Pour les athlètes qui bénéficient de ces bourses, pouvoir vivre et s’entraîner dans un tel centre est indéniablement une chance unique dont ils n’auraient jamais pu profiter autrement ; du moins certainement pas dans leurs pays d’origine, qui parfois ne disposent même pas des installations les plus élémentaires pour s’entraîner. Christophe Cornilleau a accueilli un nageur guinéen qui n’avait jamais eu de maillot de bain et qui n’avait même jamais nagé dans une piscine, son niveau s’expliquant par le fait qu’il ait grandi à proximité d'une rivière. Sans même parler de leur accès à des programmes d'entraînement, des installations médicales, des nutritionnistes de pointe ou encore des spécialistes en récupération ou en entraînement après une blessure.
Parmi les plus grandes fiertés du Centre : Natacha Ngoye Akamabi, boursière et sprinteuse congolaise.
À Tokyo, lors du tour préliminaire du matin, elle a réalisé son meilleur temps de la saison en terminant sa course en 11 s 47.
L’après-midi, lors du premier tour, dans la série 6, elle arrive sixième sur sept sprinteuses avec un temps de 11 s 52, ce qui n’était pas suffisant pour passer à l’étape suivante.
Dans une interview donnée à Tokyo immédiatement après avoir disputé son épreuve, elle a déclaré : « Je m’adresse à ma Fédération Internationale, au Comité Olympique et au ministère du Sport : Je suis capable de réaliser de meilleures performances. Je veux participer à d’autres compétitions pour m’améliorer et me sentir plus à l’aise. Au Congo, le niveau n’est pas le même qu’ici ».

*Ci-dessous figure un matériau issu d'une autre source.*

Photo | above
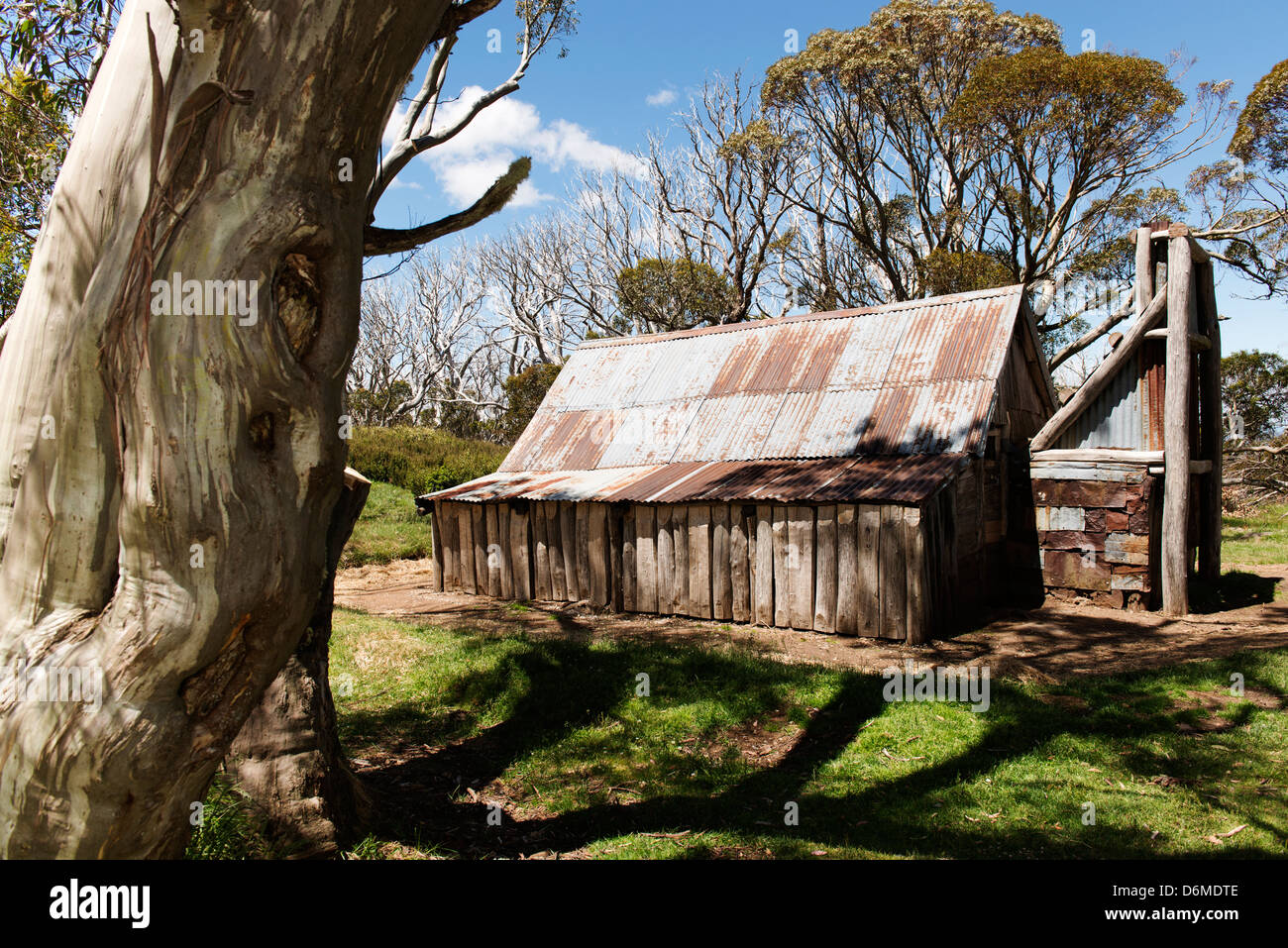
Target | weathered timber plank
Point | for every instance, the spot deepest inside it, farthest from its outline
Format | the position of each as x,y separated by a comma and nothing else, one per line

C’était en 2021. Désormais, son but n’est plus seulement d’arriver jusqu’à Paris, mais d’atteindre un meilleur niveau.
Son entraîneur, Amadou Mbaye, a déclaré : « Natacha a énormément progressé dans la manière dont elle gère les compétitions. » Au centre, « elle est libérée de tous ses problèmes, tant financiers que sur le plan de l’organisation. Elle estime que le cadre lui convient parfaitement, dans la mesure où tout le monde se mobilise de manière à lui permettre de progresser et réaliser des performances exceptionnelles.
Il ajoute : « elle n’arrête pas de me répéter que c’est précisément ce dont elle avait besoin pour progresser ».